Автомобиль, в котором ехали полковник и Алим Шариф, остановился около одной из роскошных вилл утопающего в зелени Исламабада, города-спутника Равалпинди и столицы страны. Дом охраняли десантники из сто одиннадцатой бригады.
Здесь, в этом доме, жил очень влиятельный человек в Пакистане, оставшийся таким, даже несмотря на его отставку, — бывший директор ИСИ генерал Хамид Гуль, сын которого храбро воевал с шурави. Его отправили в отставку в восемьдесят девятом, после провала операции по захвату Джелалабада — но это было только предлогом, истинной же причиной была борьба в высших эшелонах власти Пакистана, которая не утихала с тех пор, как в авиакатастрофе (подстроенной) погиб президент страны генерал Мухаммед Зия уль-Хак, а вместе с ним погибли многие генералы, в том числе генерал-полковник Ахтар Абдул Рахман Хан, начальник пакистанской межведомственной разведки ИСИ, собиравший по приказу доверявшего ему президента компромат на всех остальных генералов. Когда этого компромата не стало — многие жаждущие власти генералы стали неуправляемыми, разгорелась грызня за власть. Поговаривали даже, что генерал Гуль ушел сам, опасаясь за свою жизнь.
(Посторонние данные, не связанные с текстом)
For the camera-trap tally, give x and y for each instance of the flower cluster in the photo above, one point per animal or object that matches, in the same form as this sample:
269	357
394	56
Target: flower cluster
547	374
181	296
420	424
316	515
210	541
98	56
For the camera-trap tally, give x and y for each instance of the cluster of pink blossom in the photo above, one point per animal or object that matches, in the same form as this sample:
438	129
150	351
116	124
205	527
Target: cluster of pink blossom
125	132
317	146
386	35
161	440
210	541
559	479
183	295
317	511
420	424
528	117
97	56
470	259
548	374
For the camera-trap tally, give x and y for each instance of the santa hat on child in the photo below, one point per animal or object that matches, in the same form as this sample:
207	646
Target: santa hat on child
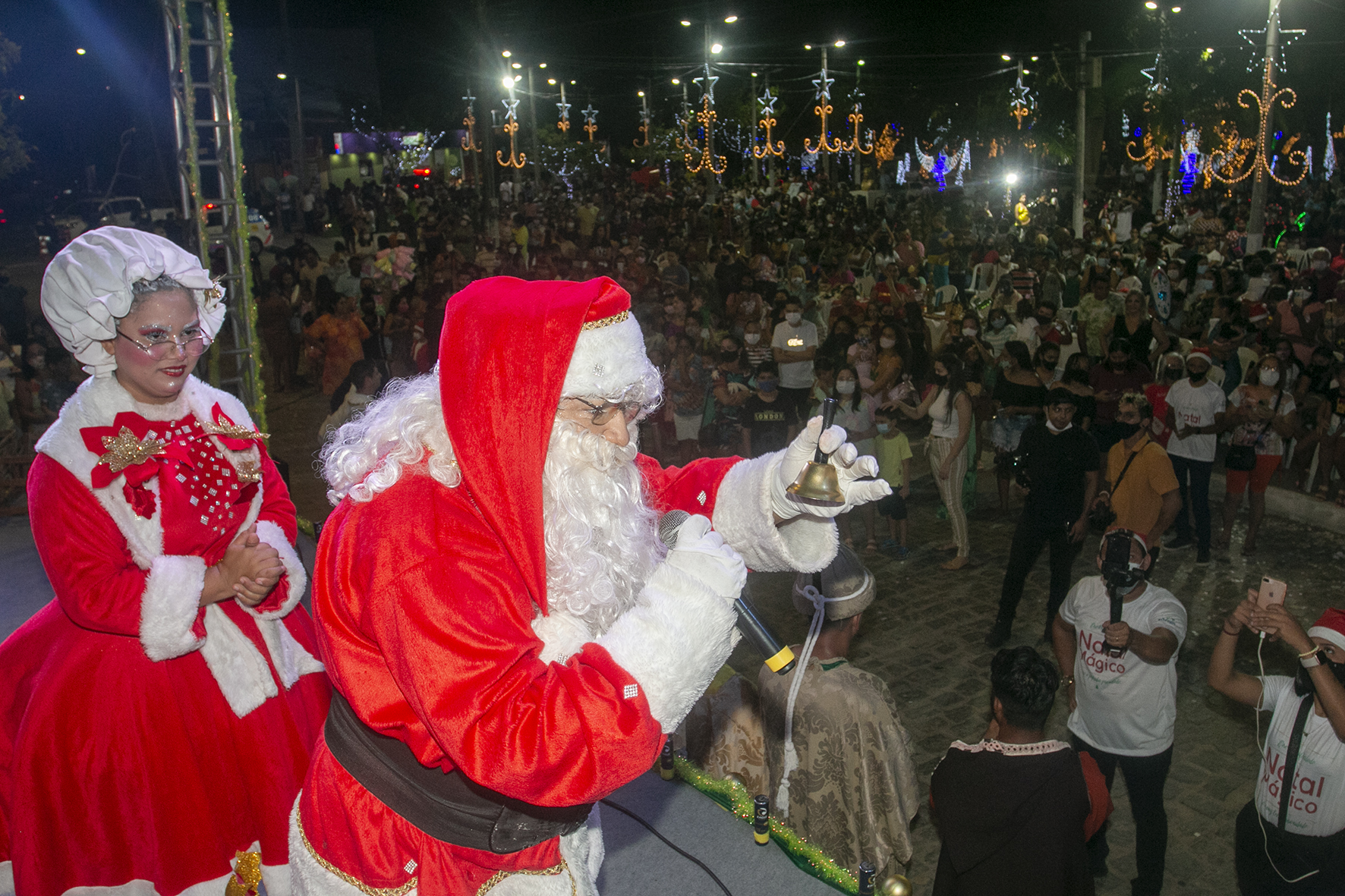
1331	626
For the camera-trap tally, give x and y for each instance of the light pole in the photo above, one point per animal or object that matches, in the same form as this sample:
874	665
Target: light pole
1256	217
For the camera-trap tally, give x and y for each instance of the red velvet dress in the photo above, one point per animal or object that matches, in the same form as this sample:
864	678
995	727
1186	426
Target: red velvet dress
113	767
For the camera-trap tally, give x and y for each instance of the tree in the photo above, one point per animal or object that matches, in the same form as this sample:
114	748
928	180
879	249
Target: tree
14	152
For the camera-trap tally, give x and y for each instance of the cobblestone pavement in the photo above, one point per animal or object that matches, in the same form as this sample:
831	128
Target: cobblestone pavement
923	635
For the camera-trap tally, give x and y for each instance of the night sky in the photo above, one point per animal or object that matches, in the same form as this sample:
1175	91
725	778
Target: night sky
924	62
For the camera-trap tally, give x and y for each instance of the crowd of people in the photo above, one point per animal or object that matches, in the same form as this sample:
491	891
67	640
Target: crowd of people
1095	376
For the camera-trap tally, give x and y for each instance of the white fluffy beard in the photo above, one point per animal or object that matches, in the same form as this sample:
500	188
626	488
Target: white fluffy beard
601	539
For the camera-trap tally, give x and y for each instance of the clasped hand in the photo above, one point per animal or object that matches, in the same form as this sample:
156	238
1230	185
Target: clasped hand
247	571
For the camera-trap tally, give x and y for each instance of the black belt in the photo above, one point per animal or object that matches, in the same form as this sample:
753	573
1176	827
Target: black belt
447	806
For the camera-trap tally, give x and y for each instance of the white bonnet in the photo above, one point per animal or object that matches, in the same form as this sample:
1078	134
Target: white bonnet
87	288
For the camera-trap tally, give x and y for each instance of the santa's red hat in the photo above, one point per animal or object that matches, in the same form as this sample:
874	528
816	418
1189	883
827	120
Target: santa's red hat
1331	626
509	351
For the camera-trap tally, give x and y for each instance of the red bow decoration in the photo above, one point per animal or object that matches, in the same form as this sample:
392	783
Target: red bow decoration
233	436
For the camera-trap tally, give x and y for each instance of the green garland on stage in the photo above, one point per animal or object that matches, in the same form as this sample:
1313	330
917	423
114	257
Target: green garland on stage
733	797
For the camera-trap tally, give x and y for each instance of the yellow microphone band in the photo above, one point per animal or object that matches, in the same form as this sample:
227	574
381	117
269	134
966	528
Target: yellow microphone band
780	659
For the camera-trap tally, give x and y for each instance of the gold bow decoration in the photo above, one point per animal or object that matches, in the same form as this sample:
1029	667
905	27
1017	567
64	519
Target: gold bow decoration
124	450
247	876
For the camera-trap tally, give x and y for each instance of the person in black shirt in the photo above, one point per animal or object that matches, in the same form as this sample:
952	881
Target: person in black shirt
766	426
1059	462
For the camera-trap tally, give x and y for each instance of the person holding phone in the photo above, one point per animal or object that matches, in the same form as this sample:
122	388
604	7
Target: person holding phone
1292	840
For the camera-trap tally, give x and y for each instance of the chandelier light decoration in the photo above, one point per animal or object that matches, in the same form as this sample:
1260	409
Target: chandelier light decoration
591	120
885	147
822	111
1230	168
470	140
705	118
768	121
515	159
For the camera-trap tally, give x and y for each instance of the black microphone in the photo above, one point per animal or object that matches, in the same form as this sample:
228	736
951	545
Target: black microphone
778	659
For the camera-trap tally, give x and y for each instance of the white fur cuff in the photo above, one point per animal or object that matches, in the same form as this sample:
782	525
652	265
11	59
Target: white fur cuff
298	579
672	642
743	516
170	605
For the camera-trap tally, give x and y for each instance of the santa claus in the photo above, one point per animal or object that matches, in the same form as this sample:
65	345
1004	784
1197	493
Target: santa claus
507	637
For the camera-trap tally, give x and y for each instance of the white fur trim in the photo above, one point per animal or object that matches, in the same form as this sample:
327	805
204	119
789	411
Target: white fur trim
170	605
272	534
562	637
608	361
743	516
238	668
307	876
672	642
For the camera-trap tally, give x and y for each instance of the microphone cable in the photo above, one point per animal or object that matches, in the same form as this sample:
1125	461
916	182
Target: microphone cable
674	847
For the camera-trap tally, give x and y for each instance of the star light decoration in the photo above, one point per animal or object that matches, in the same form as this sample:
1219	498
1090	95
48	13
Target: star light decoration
515	159
591	120
822	111
1256	43
1226	165
770	148
470	140
1021	102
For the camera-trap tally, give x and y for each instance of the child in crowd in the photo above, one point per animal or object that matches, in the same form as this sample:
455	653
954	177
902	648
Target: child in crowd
892	450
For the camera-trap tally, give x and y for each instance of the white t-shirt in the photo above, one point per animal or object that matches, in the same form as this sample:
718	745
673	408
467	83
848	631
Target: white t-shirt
1195	407
1126	706
1317	806
795	374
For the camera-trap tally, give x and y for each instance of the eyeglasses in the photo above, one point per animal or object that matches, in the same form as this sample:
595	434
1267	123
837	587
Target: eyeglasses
603	413
162	342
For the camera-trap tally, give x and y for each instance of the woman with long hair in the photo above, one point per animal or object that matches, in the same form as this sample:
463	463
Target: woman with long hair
949	408
1259	416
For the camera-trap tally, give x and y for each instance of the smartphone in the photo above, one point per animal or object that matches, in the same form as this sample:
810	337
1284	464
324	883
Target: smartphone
1271	593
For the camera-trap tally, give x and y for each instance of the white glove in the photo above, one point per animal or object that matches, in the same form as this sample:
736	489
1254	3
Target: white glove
702	556
845	457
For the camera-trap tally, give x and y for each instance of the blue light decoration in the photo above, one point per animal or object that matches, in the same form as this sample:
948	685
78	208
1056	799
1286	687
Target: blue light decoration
1329	156
1191	162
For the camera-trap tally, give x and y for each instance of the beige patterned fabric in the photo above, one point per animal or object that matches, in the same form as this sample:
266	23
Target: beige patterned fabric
724	732
855	791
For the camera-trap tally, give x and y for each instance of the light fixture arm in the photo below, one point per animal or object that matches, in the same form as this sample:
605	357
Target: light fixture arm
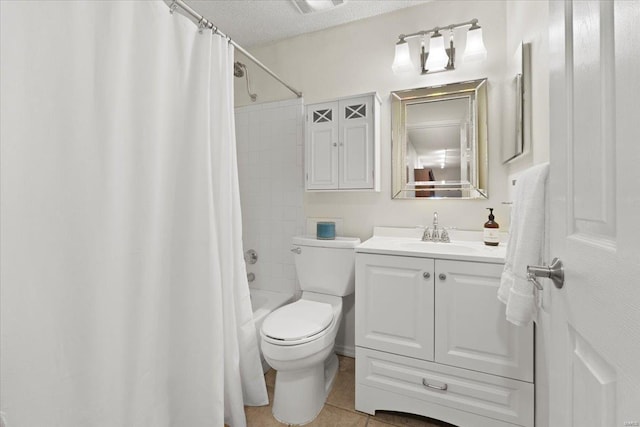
473	23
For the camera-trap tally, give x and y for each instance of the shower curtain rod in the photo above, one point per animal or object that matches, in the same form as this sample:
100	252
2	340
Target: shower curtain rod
205	23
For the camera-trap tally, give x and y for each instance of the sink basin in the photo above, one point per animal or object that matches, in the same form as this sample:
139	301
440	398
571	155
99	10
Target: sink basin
451	248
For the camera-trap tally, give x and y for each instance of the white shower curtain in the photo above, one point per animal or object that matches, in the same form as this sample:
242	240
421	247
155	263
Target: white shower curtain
124	299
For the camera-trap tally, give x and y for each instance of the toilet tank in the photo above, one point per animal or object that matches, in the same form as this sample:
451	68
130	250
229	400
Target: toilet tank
325	266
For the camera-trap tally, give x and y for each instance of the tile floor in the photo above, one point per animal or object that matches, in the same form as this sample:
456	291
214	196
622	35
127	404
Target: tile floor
339	409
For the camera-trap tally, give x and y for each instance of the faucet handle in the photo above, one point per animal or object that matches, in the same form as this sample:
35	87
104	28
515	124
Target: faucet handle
427	234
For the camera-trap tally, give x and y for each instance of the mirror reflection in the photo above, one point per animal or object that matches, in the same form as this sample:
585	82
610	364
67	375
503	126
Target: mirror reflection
439	141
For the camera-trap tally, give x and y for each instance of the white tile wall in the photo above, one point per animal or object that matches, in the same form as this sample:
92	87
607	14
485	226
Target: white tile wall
270	165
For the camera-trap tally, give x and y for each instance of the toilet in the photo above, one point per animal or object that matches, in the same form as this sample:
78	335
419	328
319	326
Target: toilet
298	339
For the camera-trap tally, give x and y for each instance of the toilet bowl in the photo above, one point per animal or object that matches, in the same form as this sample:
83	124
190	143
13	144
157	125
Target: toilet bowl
298	339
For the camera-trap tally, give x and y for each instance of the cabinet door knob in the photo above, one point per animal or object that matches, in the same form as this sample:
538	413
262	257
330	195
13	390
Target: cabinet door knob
435	387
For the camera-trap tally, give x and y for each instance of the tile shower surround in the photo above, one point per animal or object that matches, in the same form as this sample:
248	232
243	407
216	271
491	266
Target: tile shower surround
270	142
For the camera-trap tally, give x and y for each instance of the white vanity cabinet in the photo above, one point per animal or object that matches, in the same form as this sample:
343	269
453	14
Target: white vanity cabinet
342	144
432	339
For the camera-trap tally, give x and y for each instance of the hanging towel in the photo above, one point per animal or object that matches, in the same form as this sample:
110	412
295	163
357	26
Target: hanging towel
526	245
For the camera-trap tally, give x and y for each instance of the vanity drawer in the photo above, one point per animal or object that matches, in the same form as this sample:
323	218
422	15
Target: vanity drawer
491	396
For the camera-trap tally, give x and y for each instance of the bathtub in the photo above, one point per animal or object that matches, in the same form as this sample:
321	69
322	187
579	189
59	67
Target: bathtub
263	303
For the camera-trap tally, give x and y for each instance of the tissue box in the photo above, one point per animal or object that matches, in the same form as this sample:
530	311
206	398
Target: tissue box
326	230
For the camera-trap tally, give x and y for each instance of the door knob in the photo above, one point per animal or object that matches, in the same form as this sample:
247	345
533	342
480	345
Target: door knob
555	272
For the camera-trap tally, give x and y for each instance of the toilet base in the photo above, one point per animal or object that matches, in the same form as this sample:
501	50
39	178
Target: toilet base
300	395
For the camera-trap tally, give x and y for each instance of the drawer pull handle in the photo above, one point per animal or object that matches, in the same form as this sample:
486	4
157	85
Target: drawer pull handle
435	387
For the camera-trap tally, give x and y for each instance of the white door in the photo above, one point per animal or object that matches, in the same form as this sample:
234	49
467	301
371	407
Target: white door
322	146
356	143
594	350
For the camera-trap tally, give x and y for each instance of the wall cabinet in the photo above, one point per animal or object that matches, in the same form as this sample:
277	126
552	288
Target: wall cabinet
342	144
431	339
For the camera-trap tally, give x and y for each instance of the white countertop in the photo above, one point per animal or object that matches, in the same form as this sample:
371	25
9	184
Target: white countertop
464	245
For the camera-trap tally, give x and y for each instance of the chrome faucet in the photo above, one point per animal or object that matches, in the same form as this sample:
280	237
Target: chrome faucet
438	234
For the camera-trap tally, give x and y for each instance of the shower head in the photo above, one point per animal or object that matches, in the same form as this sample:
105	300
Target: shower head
240	70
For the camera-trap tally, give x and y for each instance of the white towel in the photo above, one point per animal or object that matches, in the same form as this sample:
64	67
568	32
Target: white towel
526	246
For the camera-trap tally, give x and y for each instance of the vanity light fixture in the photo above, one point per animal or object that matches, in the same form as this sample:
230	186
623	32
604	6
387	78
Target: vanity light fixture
441	55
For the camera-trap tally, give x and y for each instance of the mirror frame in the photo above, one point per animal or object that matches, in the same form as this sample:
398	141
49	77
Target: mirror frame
476	187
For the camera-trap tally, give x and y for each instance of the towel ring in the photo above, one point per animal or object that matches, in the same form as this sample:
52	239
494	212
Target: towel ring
555	272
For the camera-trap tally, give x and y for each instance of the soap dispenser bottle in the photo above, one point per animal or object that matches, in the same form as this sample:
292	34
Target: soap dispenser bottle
491	233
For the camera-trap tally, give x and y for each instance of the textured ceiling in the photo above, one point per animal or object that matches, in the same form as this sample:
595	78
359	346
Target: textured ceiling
254	22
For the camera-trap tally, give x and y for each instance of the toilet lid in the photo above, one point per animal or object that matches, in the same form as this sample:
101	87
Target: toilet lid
299	320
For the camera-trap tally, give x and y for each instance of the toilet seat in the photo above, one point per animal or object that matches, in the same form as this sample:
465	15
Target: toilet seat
297	323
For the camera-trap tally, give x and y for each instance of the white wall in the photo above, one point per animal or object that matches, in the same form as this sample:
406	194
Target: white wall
356	58
528	22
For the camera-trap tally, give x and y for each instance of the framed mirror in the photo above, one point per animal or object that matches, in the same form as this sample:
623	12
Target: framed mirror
439	142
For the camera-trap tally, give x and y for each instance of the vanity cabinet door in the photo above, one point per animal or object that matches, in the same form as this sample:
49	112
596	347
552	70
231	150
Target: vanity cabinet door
470	324
394	304
322	150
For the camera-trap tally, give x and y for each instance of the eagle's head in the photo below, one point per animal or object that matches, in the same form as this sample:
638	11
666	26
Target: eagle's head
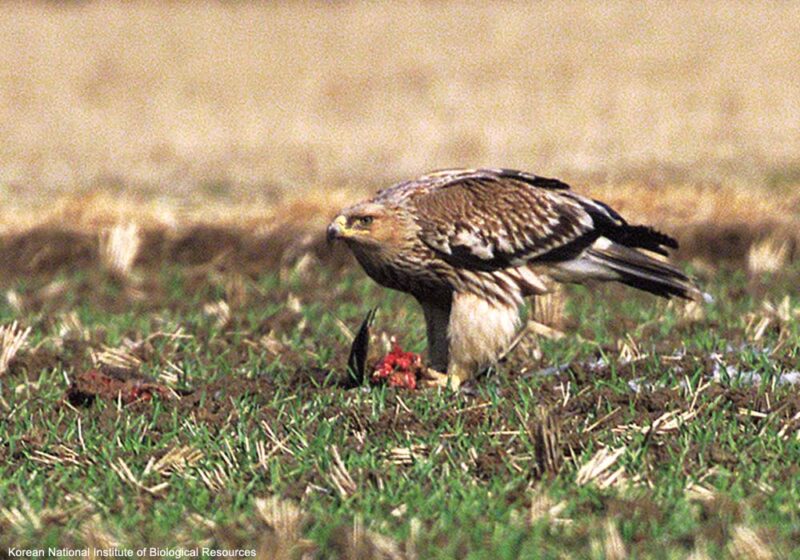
365	224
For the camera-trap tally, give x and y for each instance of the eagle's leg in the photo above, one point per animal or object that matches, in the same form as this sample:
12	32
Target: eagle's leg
479	330
437	317
437	322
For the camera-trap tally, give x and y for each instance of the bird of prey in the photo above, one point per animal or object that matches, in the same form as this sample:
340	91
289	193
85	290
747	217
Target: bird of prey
471	244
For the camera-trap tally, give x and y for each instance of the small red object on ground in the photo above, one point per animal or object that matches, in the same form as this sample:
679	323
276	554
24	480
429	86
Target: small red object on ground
398	369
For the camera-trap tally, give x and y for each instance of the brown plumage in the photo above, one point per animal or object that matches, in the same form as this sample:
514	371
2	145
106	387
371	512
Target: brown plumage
471	244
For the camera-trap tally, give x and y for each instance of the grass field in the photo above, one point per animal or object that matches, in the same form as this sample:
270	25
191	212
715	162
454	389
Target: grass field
174	329
662	431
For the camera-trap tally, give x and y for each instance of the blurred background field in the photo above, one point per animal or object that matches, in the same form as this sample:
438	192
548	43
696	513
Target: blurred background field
253	115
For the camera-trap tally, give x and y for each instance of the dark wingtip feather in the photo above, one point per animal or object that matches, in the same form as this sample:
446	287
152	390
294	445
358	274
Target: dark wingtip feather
643	237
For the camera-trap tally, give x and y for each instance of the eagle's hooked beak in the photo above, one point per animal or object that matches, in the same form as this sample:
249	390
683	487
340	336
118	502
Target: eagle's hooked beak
337	228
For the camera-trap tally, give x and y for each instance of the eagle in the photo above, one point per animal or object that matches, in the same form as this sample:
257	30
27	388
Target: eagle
471	244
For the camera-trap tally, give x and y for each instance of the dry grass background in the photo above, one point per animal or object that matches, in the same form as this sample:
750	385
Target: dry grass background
686	114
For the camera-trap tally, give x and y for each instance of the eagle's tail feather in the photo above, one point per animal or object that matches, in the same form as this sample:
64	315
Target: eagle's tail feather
638	270
609	261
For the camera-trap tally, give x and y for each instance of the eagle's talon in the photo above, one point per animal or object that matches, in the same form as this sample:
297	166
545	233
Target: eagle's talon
432	378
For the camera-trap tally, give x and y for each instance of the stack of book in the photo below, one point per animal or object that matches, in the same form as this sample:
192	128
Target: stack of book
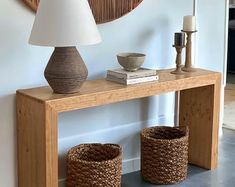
125	77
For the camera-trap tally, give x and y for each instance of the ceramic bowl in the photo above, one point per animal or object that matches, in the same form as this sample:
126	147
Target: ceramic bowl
131	61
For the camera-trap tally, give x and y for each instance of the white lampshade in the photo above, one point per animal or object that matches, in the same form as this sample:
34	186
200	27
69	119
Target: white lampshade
61	23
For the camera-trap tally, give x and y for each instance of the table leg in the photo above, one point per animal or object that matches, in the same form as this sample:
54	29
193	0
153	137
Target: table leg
199	109
37	143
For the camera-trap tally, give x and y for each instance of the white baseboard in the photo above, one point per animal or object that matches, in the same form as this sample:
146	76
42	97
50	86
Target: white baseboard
128	165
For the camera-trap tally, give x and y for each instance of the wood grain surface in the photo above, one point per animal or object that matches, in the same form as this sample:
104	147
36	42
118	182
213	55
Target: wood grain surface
38	109
103	10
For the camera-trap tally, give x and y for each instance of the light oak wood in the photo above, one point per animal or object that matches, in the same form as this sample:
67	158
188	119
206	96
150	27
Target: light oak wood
37	143
199	109
37	111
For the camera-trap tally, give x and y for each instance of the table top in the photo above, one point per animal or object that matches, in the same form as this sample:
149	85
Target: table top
94	89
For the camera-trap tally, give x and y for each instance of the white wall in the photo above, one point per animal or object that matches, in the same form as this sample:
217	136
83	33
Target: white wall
148	29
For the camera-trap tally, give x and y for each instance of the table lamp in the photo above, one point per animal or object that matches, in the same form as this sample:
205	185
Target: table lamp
63	24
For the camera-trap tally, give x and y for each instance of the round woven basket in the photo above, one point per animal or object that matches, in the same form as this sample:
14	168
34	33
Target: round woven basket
164	154
97	165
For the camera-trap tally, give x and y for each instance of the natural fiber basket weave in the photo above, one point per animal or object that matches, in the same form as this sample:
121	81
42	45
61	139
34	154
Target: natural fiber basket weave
94	165
164	154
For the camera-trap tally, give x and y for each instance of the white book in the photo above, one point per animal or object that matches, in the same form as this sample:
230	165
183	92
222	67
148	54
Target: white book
132	81
142	72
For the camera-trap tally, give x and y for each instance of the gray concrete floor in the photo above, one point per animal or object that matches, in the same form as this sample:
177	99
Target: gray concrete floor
223	176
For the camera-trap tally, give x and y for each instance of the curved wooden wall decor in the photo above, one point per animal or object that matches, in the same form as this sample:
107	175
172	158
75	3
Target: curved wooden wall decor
103	10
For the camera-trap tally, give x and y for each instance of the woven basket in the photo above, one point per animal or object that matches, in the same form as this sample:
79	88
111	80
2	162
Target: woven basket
94	165
164	154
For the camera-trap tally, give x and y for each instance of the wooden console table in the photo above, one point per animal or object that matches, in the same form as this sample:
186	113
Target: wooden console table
38	108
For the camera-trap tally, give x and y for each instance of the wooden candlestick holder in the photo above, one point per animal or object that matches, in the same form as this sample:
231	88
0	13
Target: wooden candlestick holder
178	61
188	59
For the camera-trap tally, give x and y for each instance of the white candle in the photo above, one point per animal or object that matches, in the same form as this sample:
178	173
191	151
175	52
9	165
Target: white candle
189	23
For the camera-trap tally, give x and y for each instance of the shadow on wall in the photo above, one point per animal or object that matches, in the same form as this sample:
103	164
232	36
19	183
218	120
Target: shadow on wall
8	147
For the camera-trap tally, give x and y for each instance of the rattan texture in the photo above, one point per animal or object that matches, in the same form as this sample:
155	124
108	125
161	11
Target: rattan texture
164	154
94	165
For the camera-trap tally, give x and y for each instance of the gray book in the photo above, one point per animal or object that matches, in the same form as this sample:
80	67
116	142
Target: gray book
132	81
142	72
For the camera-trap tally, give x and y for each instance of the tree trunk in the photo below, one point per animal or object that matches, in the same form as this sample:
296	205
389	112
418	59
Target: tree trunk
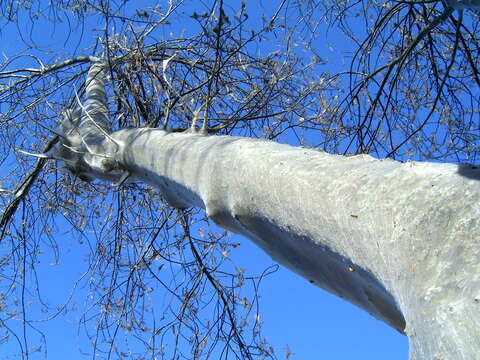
399	240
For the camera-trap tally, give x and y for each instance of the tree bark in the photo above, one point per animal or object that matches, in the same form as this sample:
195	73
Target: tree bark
399	240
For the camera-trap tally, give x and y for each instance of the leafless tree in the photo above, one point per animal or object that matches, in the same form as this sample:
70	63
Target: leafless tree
410	93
Как бы то ни было — генерала Гуля в этот день в стране не было, генерал Гуль был где-то на Востоке. Но зато в гостевом домике он дал приют человеку, отряд которого был почти полностью разгромлен шурави во время операции «Магистраль», отряда Тор Лаглак, Черные Аисты. Этот спецназ моджахедов показал себя в том бою не с лучшей стороны, однако командир этого отряда был чрезвычайно важен сам по себе. Дело было в том, что он был не афганцем и не пакистанцем — он был родом из Саудовской Аравии. Более того, он был сыном одного из богатейших людей этой страны, был вхож в высшие круги саудовской аристократии, которая просто купалась в золоте. Именно поэтому дальновидный генерал Гуль дал пристанище этому человеку в своем доме, и именно с его рекомендательными письмами он улетел на Восток, лично договариваться о том, что они будут делать после того, как закончится джихад против Советов. За время джихада Пакистан превратился в большое змеиное гнездо — и змеи из него не желали быть проклятыми и забытыми. Генерал Гуль прекрасно понимал, чего хотят ближневосточные шейхи, имеющие огромные деньги, они не имели второй составной части могущества — власти! Они даже не могли как следует защитить себя — от выкормышей коммунистов типа Саддама Хусейна и Ясира Арафата их защищали американцы со своими авианосцами и экспедиционными силами. Генерал Гуль и другие пакистанские генералы, привыкшие решать все проблемы применением силы, отлично понимали, какое унижение испытывают ближневосточные шейхи, которые, чтобы защитить себя и свои деньги, вынуждены принимать помощь от неверных. Они готовы были предложить им кое-что другое — то, от чего в будущем содрогнется весь мир.